Vom Tauwetter profitiert besonders die Wirtschaft. Viele europäische Firmen investierten über Jahre in der Türkei. Ihre Produktion dort ist Teil eines weltweiten Produktionsnetzwerkes. Diese Investitionen abzubauen, wäre nahezu unmöglich, aber wegen der Spannungen in den vergangenen Monaten war Geschäftemachen in der Türkei auch nicht einfach. Also klopften Firmenvertreter in Berlin an die Tür der Regierung und baten um Mäßigung. Da nun wieder „alle Gesprächsformate“ auf dem Tisch sind, steht auch einer Revision der Zollunion zwischen der EU und der Türkei nichts mehr im Weg.
Es wird also wieder „normal“ zwischen dem Unrechtsstaat Türkei und der EU. Damit ist das große Problem Ankaras aus dem Weg geräumt. In die EU will die türkische Regierung eh nicht. Aber die unterkühlten Beziehungen nervten das Regime mehr als Geiselnahmevorwürfe. Jetzt hat man zwar in allen Gebieten konträre Positionen über „grundsätzliche Fragen“, aber man redet miteinander – und das zählt.

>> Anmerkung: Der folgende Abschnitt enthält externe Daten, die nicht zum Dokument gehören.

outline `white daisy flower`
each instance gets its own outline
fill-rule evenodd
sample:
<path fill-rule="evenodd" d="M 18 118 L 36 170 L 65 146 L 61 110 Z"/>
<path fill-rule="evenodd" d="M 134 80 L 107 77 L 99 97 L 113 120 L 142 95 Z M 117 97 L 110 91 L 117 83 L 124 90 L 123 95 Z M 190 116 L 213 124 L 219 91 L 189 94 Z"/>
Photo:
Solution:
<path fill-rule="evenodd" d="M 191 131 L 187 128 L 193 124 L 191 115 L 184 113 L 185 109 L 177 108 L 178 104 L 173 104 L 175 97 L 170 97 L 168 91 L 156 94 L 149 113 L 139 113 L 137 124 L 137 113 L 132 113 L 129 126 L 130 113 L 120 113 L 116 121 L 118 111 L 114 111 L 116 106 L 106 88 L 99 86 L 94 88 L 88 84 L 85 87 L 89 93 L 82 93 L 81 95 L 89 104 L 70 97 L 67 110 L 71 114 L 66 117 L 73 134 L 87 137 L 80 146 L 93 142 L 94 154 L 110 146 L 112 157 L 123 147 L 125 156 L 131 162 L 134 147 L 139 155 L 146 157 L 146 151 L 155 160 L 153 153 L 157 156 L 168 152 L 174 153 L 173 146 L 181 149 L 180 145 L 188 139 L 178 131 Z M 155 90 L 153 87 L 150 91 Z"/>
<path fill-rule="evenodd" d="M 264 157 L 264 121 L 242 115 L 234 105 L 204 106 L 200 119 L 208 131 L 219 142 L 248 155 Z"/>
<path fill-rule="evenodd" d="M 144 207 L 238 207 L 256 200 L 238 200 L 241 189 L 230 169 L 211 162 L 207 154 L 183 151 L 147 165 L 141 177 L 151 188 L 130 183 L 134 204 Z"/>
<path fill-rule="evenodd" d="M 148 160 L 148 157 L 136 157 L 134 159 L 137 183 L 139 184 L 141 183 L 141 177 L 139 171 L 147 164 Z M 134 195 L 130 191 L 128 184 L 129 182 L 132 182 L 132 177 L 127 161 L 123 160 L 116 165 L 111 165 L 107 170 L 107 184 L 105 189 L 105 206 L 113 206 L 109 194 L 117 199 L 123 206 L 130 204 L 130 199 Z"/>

Cavusoglu sagte während der Münchner Sicherheitskonferenz vergangene Woche, die Beziehungen zu Deutschland und Europa seien auf bestem Wege. Nur einige Deutsch-Türken würden noch stören. Der deutsche Abgeordnete Cem Özdemir sei so einer, es gebe aber noch andere. Er hat Recht. Nicht nur in Europa, sondern auch in der Türkei gibt es viele, die in dem Regime in Ankara etwas anderes sehen, als europäische Politiker: eine Schläger- und Mördertruppe, die sie vor 40 Jahren auf den Straßen der Türkei kennenlernten und die heute im Anzug und Schlips die feinen Herren spielen. Mit ihnen will die EU nun „Normalität“ vortäuschen.